God Of The Wild finds its greatest strength through confidence and dedication to its vision. Dead Waves are standard bearers for independent music.
For nearly every mood or event there seems to be music made to accompany it. That being said, don’t wait for an apocalypse before you listen to Dead Waves. God Of The Wild is an understated soundtrack to a cataclysm that may or may not have happened yet; that part is up to you. Their mix of indie rock attitude, downtempo melodies, and psychedelic introspection is a sonic harbinger of doom, but still manages to squeeze in some playful moments along the way. This record consists of ten songs where each is an intriguing facet of this diamond in the rough.

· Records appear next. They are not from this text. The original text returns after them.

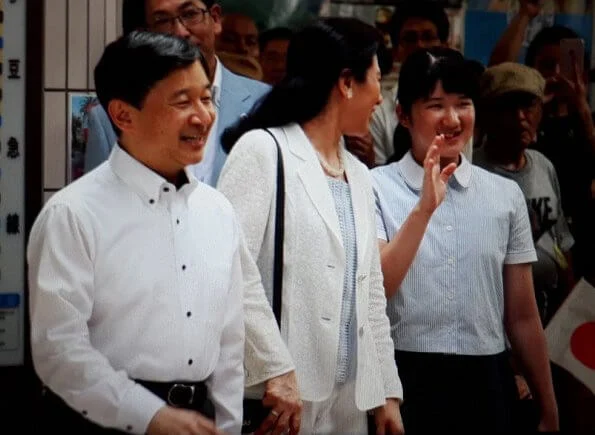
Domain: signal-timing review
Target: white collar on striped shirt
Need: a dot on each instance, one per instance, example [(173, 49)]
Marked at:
[(413, 173)]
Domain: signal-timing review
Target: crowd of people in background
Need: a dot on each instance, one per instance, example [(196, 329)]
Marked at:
[(261, 223)]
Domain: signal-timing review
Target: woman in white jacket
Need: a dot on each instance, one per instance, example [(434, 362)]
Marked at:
[(333, 315)]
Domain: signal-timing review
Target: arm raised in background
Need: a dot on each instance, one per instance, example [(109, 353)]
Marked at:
[(508, 47)]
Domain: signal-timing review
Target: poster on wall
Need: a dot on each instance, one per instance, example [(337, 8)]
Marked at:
[(486, 21), (79, 106), (12, 181)]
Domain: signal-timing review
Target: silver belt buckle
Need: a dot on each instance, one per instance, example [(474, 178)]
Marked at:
[(182, 390)]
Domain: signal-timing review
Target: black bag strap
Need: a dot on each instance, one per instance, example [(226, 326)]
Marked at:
[(279, 229)]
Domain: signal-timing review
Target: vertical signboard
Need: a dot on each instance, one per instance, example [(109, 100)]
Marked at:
[(12, 182)]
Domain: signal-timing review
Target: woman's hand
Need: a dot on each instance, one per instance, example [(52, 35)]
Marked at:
[(435, 180), (388, 419)]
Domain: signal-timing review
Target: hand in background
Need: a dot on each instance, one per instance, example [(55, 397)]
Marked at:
[(283, 397), (435, 180), (388, 419)]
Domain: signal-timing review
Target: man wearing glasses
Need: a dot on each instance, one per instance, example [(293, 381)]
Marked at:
[(415, 25), (267, 360)]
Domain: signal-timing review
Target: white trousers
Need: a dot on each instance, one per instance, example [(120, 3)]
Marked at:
[(336, 415)]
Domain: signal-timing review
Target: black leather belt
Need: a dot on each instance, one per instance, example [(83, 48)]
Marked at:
[(181, 394)]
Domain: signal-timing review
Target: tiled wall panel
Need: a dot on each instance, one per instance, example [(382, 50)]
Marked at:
[(54, 139), (96, 36), (78, 48), (55, 43), (76, 32)]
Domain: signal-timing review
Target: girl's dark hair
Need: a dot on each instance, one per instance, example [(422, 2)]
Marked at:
[(423, 69), (317, 56)]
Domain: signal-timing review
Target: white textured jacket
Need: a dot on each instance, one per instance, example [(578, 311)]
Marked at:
[(314, 263)]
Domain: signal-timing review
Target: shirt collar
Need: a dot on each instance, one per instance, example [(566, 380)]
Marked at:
[(413, 173), (146, 182), (216, 86)]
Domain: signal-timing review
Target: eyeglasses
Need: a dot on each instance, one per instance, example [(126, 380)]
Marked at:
[(189, 17)]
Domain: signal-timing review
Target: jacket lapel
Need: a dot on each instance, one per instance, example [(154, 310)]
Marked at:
[(312, 177), (360, 203)]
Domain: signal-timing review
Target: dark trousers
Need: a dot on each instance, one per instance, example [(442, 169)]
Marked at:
[(457, 394), (57, 417)]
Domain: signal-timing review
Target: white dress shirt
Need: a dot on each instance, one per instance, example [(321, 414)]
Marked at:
[(204, 169), (133, 279)]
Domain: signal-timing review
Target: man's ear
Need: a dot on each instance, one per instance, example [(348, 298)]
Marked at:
[(216, 15), (402, 117), (122, 114), (346, 84)]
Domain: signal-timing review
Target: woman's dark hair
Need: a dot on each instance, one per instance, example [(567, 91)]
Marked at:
[(317, 56), (131, 65), (423, 69)]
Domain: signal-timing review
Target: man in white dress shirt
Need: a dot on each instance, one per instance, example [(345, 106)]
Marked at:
[(135, 269)]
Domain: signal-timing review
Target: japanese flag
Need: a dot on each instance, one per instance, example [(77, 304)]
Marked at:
[(571, 334)]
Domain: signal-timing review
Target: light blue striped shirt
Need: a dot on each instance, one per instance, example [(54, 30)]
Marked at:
[(347, 345), (452, 298)]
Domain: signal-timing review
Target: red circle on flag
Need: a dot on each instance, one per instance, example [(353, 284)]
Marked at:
[(582, 344)]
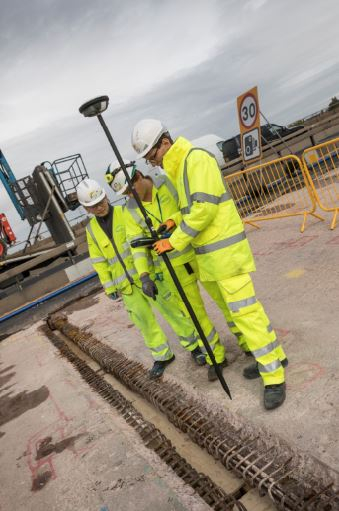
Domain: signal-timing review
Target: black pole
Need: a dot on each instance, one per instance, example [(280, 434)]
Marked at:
[(166, 259)]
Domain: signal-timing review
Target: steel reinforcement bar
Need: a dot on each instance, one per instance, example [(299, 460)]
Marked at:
[(152, 437), (260, 467)]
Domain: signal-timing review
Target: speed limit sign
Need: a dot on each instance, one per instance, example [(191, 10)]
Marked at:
[(248, 111), (249, 122)]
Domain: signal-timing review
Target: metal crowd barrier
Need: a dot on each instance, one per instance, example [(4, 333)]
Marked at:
[(276, 189), (321, 163)]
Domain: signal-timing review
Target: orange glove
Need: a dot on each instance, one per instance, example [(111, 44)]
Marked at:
[(162, 246), (166, 226)]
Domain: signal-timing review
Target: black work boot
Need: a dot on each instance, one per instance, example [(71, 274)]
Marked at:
[(251, 372), (159, 367), (274, 395), (198, 356), (212, 375)]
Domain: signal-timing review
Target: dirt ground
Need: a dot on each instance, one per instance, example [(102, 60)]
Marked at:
[(297, 282)]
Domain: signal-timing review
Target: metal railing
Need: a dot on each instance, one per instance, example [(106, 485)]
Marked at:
[(276, 189)]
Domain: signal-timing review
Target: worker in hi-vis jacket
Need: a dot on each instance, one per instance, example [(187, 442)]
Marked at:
[(159, 199), (112, 259), (210, 223)]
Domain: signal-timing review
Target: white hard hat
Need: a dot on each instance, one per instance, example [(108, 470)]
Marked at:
[(116, 178), (89, 192), (146, 134)]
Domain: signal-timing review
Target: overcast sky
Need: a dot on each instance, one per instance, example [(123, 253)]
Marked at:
[(182, 61)]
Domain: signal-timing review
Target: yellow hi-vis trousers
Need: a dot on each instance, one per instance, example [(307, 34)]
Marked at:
[(249, 317), (191, 288), (139, 307)]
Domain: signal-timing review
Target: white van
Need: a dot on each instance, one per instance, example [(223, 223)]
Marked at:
[(213, 144)]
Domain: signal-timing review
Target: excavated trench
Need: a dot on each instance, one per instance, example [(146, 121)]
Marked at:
[(272, 472)]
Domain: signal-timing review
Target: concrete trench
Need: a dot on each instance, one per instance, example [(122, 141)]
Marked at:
[(272, 471)]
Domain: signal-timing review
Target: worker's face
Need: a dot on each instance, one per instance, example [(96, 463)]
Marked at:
[(100, 209), (139, 186), (155, 156)]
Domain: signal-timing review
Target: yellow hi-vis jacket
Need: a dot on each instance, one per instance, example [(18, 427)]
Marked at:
[(104, 258), (210, 220), (164, 205)]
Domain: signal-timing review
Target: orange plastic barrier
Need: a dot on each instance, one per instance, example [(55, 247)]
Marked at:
[(271, 190), (321, 164)]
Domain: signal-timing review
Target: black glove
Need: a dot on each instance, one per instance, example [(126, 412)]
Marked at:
[(148, 286), (162, 229)]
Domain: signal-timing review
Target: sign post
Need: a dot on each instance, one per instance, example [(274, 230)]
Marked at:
[(249, 121)]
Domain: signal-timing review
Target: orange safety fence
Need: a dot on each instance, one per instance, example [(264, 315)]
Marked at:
[(321, 163), (271, 190)]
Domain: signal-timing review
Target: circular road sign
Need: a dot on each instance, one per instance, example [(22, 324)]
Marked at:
[(248, 111)]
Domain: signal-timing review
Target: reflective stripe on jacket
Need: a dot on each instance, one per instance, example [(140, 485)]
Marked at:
[(104, 258), (164, 205), (210, 220)]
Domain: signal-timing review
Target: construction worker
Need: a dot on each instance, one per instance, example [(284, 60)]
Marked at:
[(211, 224), (159, 198), (112, 260)]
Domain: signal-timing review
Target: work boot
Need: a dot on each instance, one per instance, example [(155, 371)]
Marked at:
[(274, 395), (159, 367), (212, 375), (198, 357), (251, 372)]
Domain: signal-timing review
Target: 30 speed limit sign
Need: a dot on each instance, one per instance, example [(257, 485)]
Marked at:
[(249, 122), (248, 111)]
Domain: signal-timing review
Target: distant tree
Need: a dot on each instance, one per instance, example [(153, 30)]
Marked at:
[(334, 103)]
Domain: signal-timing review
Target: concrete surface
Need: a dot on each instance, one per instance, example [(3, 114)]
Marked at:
[(297, 281), (64, 448)]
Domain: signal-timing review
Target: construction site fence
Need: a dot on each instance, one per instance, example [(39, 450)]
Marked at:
[(289, 186)]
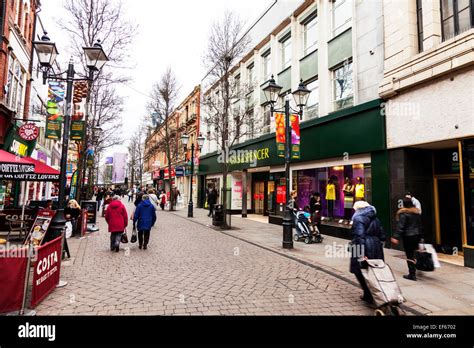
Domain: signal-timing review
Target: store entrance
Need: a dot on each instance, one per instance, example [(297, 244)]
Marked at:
[(448, 211), (259, 197)]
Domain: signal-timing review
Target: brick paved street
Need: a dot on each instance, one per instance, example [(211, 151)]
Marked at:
[(190, 269)]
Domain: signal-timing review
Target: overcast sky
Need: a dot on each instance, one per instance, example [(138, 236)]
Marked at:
[(171, 33)]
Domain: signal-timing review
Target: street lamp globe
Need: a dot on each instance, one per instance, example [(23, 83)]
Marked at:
[(301, 95), (95, 56), (185, 139), (271, 91), (46, 51), (201, 141)]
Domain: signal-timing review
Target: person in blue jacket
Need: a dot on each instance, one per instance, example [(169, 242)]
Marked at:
[(144, 218)]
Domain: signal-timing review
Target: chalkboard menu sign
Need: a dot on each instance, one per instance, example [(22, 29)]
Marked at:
[(91, 207)]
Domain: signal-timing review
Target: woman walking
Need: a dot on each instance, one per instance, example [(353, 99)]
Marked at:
[(144, 218), (117, 219), (409, 230), (367, 243)]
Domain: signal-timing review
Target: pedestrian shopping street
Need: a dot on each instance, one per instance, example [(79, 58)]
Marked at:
[(191, 268)]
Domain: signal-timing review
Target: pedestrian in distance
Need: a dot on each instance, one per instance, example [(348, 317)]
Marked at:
[(211, 200), (144, 218), (117, 220), (162, 199), (409, 230), (367, 243)]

Opening the record with “Gabriella”, the duo employs guitar, bass, and dissonant vocals creating an eerie, hypnotic ambiance. The lack of drumming or percussion sort of kept me on the edge of my seat, as it felt like the song was just waiting for the right moment to bring them in, but never actually does. I’d later find that this was the case with nearly every song in the tracklist. There’s an air of apprehension that is pervasive throughout the entire record, underpinning the overall experience. The title track is mainly instrumental and includes guitar, flute, and bass all dancing around some unsettling vocalizations. It truly feels unhinged at times, and kept me on my toes.
Dead Waves are apt at skewing atmosphere in unexpected ways. After the unpredictable start with the first two songs, “Silver Pirouettes” begins with rhythmic bass and guitar, presenting itself as a pretty standard shoegaze song. After the vocals are introduced, the irony and dissonance return, putting me ill at ease once again. I like this playful and non-traditional approach. Many indie bands try this with varying degrees of success, but this act is fully committed to defying expectations and executing their vision. I think in the hands of less skillful artists, these songs and this iron-willed dedication to eccentricity would come off as disingenuous.
As the record goes on, off-kilter and experimental continue to be the keywords. “Innate” is somber and wistful, while “Ancient Love” is one of the more traditional songs among the ten presented to us. “Astrapi” (which is Greek for ‘lightning’) is perhaps the most complete song on God, at least in terms of what I expected. Its runtime is around three minutes, and there’s a cohesion to the vocals and instrumentation that hasn’t been there until now. I found it interesting in just how jarring this was in the context of the rest of the record. To be able to make a traditional song structure feel out of place within your own body of work is pretty remarkable.
God Of The Wild is an independent record to its very core, for better or worse, depending on one’s own reaction to its eccentricities. I found the album to be incredibly confident and sure of itself. Without this confidence, I think that it would have fallen flat on its face. However, Dead Waves knew this and fully committed to doing things their own way, each aspect of the record benefitting from this. That being said, this isn’t a drive-through-town-with-the-windows-down kind of indie rock record that you see in Ellen Paige movies. It doesn’t wear its independence as a badge; it simply exists whether we notice it or not. I’m glad I noticed it.